Birisinin gözünde o kıvılcımı görmek. Ve o kıvılcım çakarken o ana tanıklık edebilmek en güzel şey olabilir. Karşındaki kişinin sanki bir icat yapmış gibi gözündeki o heyecana ortak olabilmek çok değerli. Çünkü o an, insan hayatı için önemli bir referans aynı zamanda.
Bir işi birisiyle beraber yaparken insanın karşısına çıkabilecek zorluklar?
Bazen hayata farklı perspektiflerden bakınca aynı yerde buluşmak zor gibi görünebiliyor ama orada kendini koruma mekanizmalarını bir kenara bırakman ve kırılgan olabilmeye izin vermen gerekiyor. Zaten diğer türlü yeni bir insanla bile nasıl tanışabilirsin ki?
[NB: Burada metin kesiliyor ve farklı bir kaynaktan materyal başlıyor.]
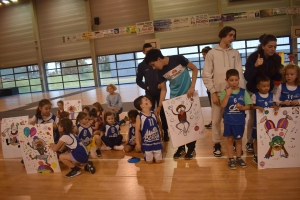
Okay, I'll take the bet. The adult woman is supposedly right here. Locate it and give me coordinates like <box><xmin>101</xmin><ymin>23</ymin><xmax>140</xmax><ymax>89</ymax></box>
<box><xmin>244</xmin><ymin>34</ymin><xmax>281</xmax><ymax>153</ymax></box>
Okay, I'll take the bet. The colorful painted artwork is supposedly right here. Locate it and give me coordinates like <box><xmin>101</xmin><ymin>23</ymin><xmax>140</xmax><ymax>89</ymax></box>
<box><xmin>1</xmin><ymin>116</ymin><xmax>28</xmax><ymax>158</ymax></box>
<box><xmin>256</xmin><ymin>107</ymin><xmax>300</xmax><ymax>169</ymax></box>
<box><xmin>64</xmin><ymin>99</ymin><xmax>82</xmax><ymax>119</ymax></box>
<box><xmin>163</xmin><ymin>91</ymin><xmax>205</xmax><ymax>148</ymax></box>
<box><xmin>18</xmin><ymin>123</ymin><xmax>60</xmax><ymax>174</ymax></box>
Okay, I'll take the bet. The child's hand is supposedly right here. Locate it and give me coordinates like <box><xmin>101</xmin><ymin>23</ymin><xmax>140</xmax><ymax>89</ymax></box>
<box><xmin>290</xmin><ymin>100</ymin><xmax>299</xmax><ymax>106</ymax></box>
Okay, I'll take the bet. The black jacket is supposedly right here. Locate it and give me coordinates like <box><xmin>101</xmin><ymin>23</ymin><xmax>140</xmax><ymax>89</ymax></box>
<box><xmin>244</xmin><ymin>51</ymin><xmax>281</xmax><ymax>93</ymax></box>
<box><xmin>136</xmin><ymin>60</ymin><xmax>162</xmax><ymax>96</ymax></box>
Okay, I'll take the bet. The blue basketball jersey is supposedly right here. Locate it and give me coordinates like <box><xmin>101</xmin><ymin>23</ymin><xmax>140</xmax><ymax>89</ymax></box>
<box><xmin>77</xmin><ymin>124</ymin><xmax>93</xmax><ymax>146</ymax></box>
<box><xmin>279</xmin><ymin>83</ymin><xmax>300</xmax><ymax>101</ymax></box>
<box><xmin>102</xmin><ymin>123</ymin><xmax>120</xmax><ymax>137</ymax></box>
<box><xmin>224</xmin><ymin>88</ymin><xmax>246</xmax><ymax>125</ymax></box>
<box><xmin>128</xmin><ymin>123</ymin><xmax>135</xmax><ymax>145</ymax></box>
<box><xmin>139</xmin><ymin>111</ymin><xmax>162</xmax><ymax>152</ymax></box>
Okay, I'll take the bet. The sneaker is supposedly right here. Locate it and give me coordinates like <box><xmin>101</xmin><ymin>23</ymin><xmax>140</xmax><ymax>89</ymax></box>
<box><xmin>65</xmin><ymin>167</ymin><xmax>81</xmax><ymax>178</ymax></box>
<box><xmin>96</xmin><ymin>149</ymin><xmax>102</xmax><ymax>157</ymax></box>
<box><xmin>114</xmin><ymin>145</ymin><xmax>124</xmax><ymax>151</ymax></box>
<box><xmin>236</xmin><ymin>157</ymin><xmax>247</xmax><ymax>168</ymax></box>
<box><xmin>84</xmin><ymin>161</ymin><xmax>96</xmax><ymax>174</ymax></box>
<box><xmin>204</xmin><ymin>122</ymin><xmax>212</xmax><ymax>128</ymax></box>
<box><xmin>184</xmin><ymin>149</ymin><xmax>196</xmax><ymax>160</ymax></box>
<box><xmin>213</xmin><ymin>143</ymin><xmax>222</xmax><ymax>157</ymax></box>
<box><xmin>173</xmin><ymin>148</ymin><xmax>185</xmax><ymax>159</ymax></box>
<box><xmin>253</xmin><ymin>155</ymin><xmax>257</xmax><ymax>164</ymax></box>
<box><xmin>228</xmin><ymin>158</ymin><xmax>236</xmax><ymax>169</ymax></box>
<box><xmin>246</xmin><ymin>142</ymin><xmax>254</xmax><ymax>153</ymax></box>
COVID-19 sayesinde sektörde yaşanan güzel gelişme?
Seçmeler gönderilen kayıtlarla yapılmaya başlandı ve bu bir şans yarattı, süreci demokratikleştirdiğinden bahsedebiliriz. Daha çok kişiye erişim verdi.
Sana ne ilham veriyor?
Doğal yaşam. Doğadaki güzellik konusunda her seferinde hayranlığa düşüyorum. Hiç durmadan belgesel izleyebilirim. Bununla birlikte içinde yaşadığım bu şehir de bana ilham veriyor. New York’un farklı insanlara ev sahipliği yapması bakımından sahip olduğu zenginlik. Çeşitlilikle sarılı bir şehir ve her yerde başka bir hikaye var.
Son zamanlarda sürekli dinlediğin şarkıcı?
Emily King. O kesinlikle evde hissettiriyor. Belki şu sıralar hepimiz evdeyiz ama bu ev fiziksel olmayan bir yer.